So, the main question here is how likely life is to evolve in a situation like this (assuming a stable orbital system). The answer? Not going to happen.
The green band is definitely do-able, though you'd get some really, really weird seasons. "Summer" would be defined as the time when the sun(s) never set, "Winter" would be when the two suns are lined up and you actually get a half-day of darkness. You would, of course, need to be a minimum safe distance from the secondary star in order to not have your water boil off, but finding the Goldilocks spot would be possible.
The problem, as it turns out, is not with the arrangement of the system. The problem is the Hypergiant you are hanging out in close proximity to. Hypergiants have...problems.
The first problem they have is that their ridiculously high energy levels are such that it can exceed the Eddington Limit. The Eddington Limit is the point at which the star's luminosity is so great that the radiation pressure pushing the star outward meets the gravitational force holding the star together. A Hypergiant like VY Canis Major is literally so bright that it is blowing itself apart. It is estimated that at this point, Canis Major has shed nearly half of its original mass in this way, hurling it away as a sort of super solar wind. If our planet was far enough away, it may be able to survive this particle onslaught and, as you said, the habitable zone for VY Canis Major is very, very large.
The second (and most critical) problem is that they don't last very long. The lifespan for hypergiant stars is measured in millions of years, as opposed to the tens of billions for sun-like stars, and much longer for red dwarfs. So, lets assume an absolutely ideal situation...suppose our Hypergiant, its orbiting star, and the planet candidate all formed within a few years of each other (the bigger star would have formed first, and gobbled up most of the material, only leaving a smaller amount for the secondary star.) So, let's suppose everything happened just right.

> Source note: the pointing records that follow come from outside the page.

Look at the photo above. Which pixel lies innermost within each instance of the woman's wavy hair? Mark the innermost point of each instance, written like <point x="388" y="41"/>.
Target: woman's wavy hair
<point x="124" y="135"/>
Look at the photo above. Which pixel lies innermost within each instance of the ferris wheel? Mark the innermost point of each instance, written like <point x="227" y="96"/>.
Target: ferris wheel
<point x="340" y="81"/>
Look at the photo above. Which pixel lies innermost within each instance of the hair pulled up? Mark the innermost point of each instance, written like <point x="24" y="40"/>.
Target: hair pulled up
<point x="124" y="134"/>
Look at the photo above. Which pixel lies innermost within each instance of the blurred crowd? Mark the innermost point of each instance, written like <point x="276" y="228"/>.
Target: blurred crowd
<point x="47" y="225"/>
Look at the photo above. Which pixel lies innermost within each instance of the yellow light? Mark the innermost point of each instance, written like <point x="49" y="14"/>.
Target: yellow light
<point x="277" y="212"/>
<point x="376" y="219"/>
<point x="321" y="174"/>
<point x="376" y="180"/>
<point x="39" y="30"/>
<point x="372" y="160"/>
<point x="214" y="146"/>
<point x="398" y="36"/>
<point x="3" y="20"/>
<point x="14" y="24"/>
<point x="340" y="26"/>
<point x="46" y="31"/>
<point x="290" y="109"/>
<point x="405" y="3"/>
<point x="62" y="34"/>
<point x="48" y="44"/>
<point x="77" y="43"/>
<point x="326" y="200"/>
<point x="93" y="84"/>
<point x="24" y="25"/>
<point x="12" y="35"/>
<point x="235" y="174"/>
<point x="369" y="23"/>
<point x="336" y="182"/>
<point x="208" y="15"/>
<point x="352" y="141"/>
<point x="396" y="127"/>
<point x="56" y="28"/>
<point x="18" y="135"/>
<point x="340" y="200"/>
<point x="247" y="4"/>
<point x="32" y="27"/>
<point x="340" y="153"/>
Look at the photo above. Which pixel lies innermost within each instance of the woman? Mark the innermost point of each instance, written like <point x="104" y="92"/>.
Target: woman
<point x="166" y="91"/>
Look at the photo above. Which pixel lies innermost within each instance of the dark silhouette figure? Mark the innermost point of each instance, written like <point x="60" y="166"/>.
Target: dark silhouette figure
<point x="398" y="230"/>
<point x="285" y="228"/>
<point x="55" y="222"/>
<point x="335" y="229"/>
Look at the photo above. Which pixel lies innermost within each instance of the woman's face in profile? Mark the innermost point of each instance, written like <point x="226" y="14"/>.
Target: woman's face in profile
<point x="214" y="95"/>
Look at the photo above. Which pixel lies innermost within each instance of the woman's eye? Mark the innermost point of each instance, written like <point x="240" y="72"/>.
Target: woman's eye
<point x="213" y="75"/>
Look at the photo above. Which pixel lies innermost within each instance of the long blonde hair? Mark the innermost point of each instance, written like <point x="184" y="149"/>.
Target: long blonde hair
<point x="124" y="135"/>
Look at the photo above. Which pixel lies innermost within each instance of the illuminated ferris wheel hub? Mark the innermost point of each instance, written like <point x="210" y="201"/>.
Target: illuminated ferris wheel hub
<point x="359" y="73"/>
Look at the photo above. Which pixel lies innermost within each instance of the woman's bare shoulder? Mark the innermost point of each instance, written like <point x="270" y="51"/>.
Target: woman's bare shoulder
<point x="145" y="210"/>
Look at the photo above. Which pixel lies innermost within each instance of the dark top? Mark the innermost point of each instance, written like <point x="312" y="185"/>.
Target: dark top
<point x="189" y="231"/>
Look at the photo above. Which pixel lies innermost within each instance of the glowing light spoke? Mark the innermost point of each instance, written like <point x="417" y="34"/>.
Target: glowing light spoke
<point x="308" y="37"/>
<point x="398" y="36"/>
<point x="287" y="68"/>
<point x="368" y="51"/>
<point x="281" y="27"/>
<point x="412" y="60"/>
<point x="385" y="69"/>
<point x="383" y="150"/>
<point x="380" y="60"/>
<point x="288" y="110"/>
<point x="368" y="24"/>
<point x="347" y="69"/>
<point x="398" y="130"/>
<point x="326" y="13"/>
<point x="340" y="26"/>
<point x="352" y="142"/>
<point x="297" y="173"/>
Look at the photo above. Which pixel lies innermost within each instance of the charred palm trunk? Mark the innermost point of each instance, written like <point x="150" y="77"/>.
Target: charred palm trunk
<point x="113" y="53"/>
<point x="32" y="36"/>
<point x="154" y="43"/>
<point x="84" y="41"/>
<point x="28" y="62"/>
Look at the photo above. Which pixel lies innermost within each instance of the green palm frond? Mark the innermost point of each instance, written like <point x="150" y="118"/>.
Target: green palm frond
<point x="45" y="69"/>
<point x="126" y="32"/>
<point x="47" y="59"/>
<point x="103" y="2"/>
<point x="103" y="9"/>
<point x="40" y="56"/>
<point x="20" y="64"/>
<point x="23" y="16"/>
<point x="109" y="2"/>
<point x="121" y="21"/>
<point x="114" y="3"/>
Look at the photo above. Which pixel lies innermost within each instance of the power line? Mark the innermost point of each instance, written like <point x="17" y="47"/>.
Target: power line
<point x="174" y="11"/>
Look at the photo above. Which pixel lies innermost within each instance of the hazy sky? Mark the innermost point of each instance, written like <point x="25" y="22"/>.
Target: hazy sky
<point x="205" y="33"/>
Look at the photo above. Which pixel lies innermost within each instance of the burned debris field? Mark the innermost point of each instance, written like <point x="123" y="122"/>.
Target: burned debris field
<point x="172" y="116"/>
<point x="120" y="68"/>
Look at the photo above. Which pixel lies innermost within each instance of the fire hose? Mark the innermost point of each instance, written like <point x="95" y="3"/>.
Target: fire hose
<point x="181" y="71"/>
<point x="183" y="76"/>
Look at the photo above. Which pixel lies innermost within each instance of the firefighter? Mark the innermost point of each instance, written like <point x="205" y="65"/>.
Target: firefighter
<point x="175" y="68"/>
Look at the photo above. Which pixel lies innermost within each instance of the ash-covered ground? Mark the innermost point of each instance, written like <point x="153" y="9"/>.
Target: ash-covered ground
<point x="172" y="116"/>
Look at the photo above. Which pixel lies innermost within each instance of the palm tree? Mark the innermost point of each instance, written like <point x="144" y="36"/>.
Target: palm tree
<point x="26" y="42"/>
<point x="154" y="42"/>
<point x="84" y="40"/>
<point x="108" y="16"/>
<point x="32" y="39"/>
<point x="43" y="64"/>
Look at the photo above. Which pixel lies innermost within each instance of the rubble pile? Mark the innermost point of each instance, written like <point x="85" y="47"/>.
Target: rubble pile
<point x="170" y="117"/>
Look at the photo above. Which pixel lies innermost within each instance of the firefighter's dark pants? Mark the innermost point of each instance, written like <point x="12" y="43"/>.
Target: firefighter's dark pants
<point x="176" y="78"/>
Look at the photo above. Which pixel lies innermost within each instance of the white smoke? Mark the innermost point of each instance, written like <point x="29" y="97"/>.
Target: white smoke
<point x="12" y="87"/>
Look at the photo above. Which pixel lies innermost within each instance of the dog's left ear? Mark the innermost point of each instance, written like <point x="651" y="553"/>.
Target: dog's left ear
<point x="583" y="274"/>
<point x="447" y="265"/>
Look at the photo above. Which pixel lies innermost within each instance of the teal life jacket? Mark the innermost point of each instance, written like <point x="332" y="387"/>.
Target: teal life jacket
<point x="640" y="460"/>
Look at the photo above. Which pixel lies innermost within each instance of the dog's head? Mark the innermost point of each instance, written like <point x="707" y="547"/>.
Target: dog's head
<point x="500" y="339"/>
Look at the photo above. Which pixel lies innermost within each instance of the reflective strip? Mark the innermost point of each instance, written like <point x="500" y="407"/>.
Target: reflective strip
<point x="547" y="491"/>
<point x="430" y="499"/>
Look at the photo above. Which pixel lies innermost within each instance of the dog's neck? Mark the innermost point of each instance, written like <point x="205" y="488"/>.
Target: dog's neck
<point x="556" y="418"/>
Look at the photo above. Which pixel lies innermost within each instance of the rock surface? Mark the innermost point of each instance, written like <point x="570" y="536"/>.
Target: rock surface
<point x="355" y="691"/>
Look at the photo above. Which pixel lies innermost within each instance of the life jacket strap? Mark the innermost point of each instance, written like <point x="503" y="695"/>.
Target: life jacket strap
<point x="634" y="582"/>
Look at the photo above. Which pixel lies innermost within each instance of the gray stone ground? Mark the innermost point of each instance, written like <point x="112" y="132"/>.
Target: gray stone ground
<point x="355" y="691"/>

It is estimated that our sun is about 4.6 billion years old, and Earth is supposed to be about 4.54 billion years old. As we are the only standard we have for the formation of life, we have to use our own development timeline. On Earth, the most basic prokaryote-like life supposedly formed 2.9 to 3.5 billion years ago. This means that the sun had already existed for between 1.1 and 1.7 billion years by the time the most basic of life was forming. This is far in excess of the life expectancy of a hypergiant. Furthermore, it took us about 4.54 billion years to reach the point of 'advanced intelligent life,' which is immensely beyond the lifespan of such a star.
In fact, the time between the formation of the Earth and the theorized 'great impact' that created the moon is too long (~500 million years).
So, there's why it couldn't happen...the star would have lived its brief, extremely violent life all the way from birth to whatever horrific death awaited it (probably a hypernova that would obliterate its child star before it collapsed into a black hole) long before life could have evolved around it.
Supergiants are a little better, but still tend to go boom after only about 30 million years. Still not anywhere close to long enough.